The Long Winters, “Shapes” from: When I Pretend To Fall
I watched my friend and Long Winters songwriter/frontman John Roderick play this song solo electric one night in the summer of ’06 at an outdoor venue in an ancient town square in Zaragoza, Spain. I remember the hammer-on guitar playing vividly; so musical and inventive without being distracting. John’s warmth and wit come through so clearly here (as in all his work, really). There’s a playful, sparring almost-vulnerability in his lyrics and vocal delivery that never fails to pull me in. One of my favorite songwriters. Speaking of “pulling me in,” later that night I had the bizarre pleasure of being pulled behind a carful of my tour mates, hatchback open, me riding in Vic Chesnutt’s wheel chair, holding the back of the car Back To The Future style through the streets of Zaragoza, en route to the hotel.
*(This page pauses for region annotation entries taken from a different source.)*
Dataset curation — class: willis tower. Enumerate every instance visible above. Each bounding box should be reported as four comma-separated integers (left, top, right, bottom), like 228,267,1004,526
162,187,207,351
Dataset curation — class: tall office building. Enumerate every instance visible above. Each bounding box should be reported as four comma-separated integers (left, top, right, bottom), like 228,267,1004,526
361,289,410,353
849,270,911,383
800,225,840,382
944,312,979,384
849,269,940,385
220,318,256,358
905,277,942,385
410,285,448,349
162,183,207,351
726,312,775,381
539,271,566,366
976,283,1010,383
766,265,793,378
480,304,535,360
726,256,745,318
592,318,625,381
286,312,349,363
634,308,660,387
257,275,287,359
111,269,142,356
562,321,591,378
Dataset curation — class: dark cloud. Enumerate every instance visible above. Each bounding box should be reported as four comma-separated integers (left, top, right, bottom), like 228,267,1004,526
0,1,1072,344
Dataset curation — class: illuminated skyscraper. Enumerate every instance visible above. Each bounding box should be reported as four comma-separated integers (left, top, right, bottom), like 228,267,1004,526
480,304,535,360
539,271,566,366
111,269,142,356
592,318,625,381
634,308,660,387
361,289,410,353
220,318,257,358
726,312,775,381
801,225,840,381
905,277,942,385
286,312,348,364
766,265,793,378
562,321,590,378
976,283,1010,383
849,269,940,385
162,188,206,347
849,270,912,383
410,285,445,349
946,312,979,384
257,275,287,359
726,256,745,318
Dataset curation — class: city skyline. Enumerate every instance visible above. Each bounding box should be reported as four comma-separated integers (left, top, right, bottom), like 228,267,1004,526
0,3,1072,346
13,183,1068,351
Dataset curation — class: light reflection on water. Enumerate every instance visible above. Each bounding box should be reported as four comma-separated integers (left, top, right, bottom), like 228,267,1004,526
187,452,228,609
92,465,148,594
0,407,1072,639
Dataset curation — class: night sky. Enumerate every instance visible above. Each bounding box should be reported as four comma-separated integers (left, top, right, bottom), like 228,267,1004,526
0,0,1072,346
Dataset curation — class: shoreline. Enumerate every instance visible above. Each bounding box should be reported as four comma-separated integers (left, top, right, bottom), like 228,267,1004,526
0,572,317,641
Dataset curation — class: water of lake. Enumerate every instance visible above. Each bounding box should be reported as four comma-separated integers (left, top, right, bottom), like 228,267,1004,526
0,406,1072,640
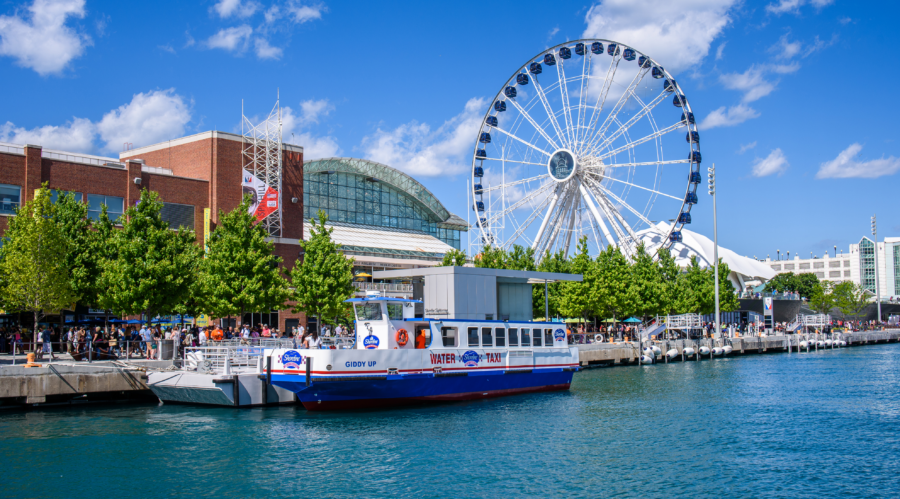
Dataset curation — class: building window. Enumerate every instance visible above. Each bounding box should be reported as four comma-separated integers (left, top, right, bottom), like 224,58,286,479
50,189,84,204
0,184,22,215
88,194,125,221
859,237,875,293
894,244,900,295
159,203,194,230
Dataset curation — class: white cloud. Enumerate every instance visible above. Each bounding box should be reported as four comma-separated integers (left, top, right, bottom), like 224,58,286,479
286,2,326,24
0,118,96,153
716,42,728,61
206,24,253,52
362,98,487,177
719,64,775,102
281,99,341,161
0,0,91,76
753,148,790,177
816,143,900,178
212,0,260,19
738,140,756,154
97,88,191,152
766,0,834,15
583,0,737,73
700,104,759,130
253,38,283,59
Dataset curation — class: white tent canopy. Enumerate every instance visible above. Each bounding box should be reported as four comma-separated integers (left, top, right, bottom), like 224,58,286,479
637,222,776,289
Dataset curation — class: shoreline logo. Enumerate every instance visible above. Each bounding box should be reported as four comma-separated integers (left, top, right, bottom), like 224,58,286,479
459,350,481,367
553,329,566,341
281,350,303,369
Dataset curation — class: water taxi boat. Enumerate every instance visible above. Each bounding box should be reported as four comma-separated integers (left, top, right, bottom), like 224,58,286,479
265,295,578,411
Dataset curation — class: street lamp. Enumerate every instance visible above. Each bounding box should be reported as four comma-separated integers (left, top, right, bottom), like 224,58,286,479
708,163,721,340
872,215,881,324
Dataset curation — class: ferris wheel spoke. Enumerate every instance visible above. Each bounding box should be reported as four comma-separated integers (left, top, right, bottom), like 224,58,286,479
585,87,667,155
591,173,684,201
507,99,559,149
575,52,621,154
481,174,550,192
494,127,552,157
578,182,618,246
594,122,685,160
488,182,556,227
531,75,566,148
582,159,691,168
556,57,575,148
585,65,647,156
575,51,594,149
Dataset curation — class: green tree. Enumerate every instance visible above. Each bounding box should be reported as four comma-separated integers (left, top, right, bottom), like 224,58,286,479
291,210,353,332
625,243,666,319
657,248,683,314
436,248,466,267
592,245,633,319
198,195,291,321
98,189,200,317
0,184,77,345
531,250,571,320
559,236,597,319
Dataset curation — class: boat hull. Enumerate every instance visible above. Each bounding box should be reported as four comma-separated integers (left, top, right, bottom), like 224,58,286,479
272,369,575,411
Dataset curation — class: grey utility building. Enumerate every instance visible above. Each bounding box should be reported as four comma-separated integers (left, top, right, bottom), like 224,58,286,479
372,267,582,321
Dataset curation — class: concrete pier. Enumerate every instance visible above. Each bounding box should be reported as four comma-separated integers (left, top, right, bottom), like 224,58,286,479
578,329,900,367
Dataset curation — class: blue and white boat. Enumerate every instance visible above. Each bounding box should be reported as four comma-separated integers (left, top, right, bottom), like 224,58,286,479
265,296,578,411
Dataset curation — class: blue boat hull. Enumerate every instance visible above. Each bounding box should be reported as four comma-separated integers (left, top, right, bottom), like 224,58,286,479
272,369,575,411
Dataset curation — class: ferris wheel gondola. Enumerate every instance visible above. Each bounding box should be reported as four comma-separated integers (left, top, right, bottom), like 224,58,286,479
470,39,702,257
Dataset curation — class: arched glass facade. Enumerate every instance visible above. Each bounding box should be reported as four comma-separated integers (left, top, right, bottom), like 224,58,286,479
303,160,461,249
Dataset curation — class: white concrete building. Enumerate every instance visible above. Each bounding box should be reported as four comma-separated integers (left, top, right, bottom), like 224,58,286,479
765,237,900,300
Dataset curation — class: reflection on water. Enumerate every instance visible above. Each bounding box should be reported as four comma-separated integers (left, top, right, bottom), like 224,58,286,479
0,345,900,498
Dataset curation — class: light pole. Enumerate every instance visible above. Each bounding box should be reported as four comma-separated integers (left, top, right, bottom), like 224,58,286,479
708,163,721,340
872,215,881,324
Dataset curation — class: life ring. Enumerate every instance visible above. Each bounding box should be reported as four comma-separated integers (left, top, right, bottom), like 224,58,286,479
396,329,409,347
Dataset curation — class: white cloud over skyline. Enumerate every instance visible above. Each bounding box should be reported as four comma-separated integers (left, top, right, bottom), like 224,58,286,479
0,0,92,76
816,142,900,179
752,148,790,177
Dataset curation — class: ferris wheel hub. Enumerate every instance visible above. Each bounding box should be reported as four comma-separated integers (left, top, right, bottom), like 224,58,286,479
547,149,578,182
Neutral Milk Hotel, “King Of Carrot Flowers Pts. 2 & 3” from: In The Aeroplane Over The Sea
Like with so many others of my favorite records, this one took a minute to sink in. “Jesus Christ, I love you” was hard for me to relate to initially for some reason. Maybe I couldn’t tell if he was mocking or sincere and couldn’t easily deal with the ambiguity. Still not totally sure. But at some point I found a way to open up to it all, regardless, and I’ve since had some pretty wonderful and heavy times listening to Aeroplane Over The Sea. There’s a sort of feral earnestness to all these songs, a desperate frankness that indicates just how enormous the stakes are. One of the heaviest records I can think of.

Joni Mitchell, “Blue” from: Blue
This is the first time I’ve listened to this song all the way through to my knowledge (now half a dozen times in the last couple days). There are many gaping holes in my musical education, and I’m realizing now that Joni Mitchell is a huge one. The first thing this song says to me is that anything is possible in folk songwriting, and that I’m uptight without even knowing it. The freedom and fluidity of the musical phrasing is stunning. I hear a formidable thinker and experiencer of the world communicating at peak level. I believe my Joni Mitchell immersion phase just began.

The Shins, “New Slang” from: Oh, Inverted World
Before she was in kindergarten, I took my daughter to see the Shins play at Showbox Market in Seattle. (She loved the song “New Slang” more than any other at the time and could often be heard chirping the falsetto vocal hook around the house.) Night of, we got bundled up, met a buddy for dinner before the show, had a little dessert, then finally found a spot near the back of the main floor to watch the band (kiddo up on my shoulders). They played “New Slang” within the first four songs, and she was ecstatic. She grabbed my chin with both hands and yanked my head up so that my eyes were looking straight up into hers: “They’re playing it!” Tears in her upside down eyes as she started singing along. Once the next song started, I felt a tap tap tap on the top of my head (our signal for when she was ready to go home). “I’m still hoping to hear ‘Caring Is Creepy,’” I pleaded. “OK,” she said, “Three more chances, then can we go?” I agreed to her very reasonable terms. “Caring Is Creepy” is the next song they played. She grabbed my chin again. Tears in my eyes this time.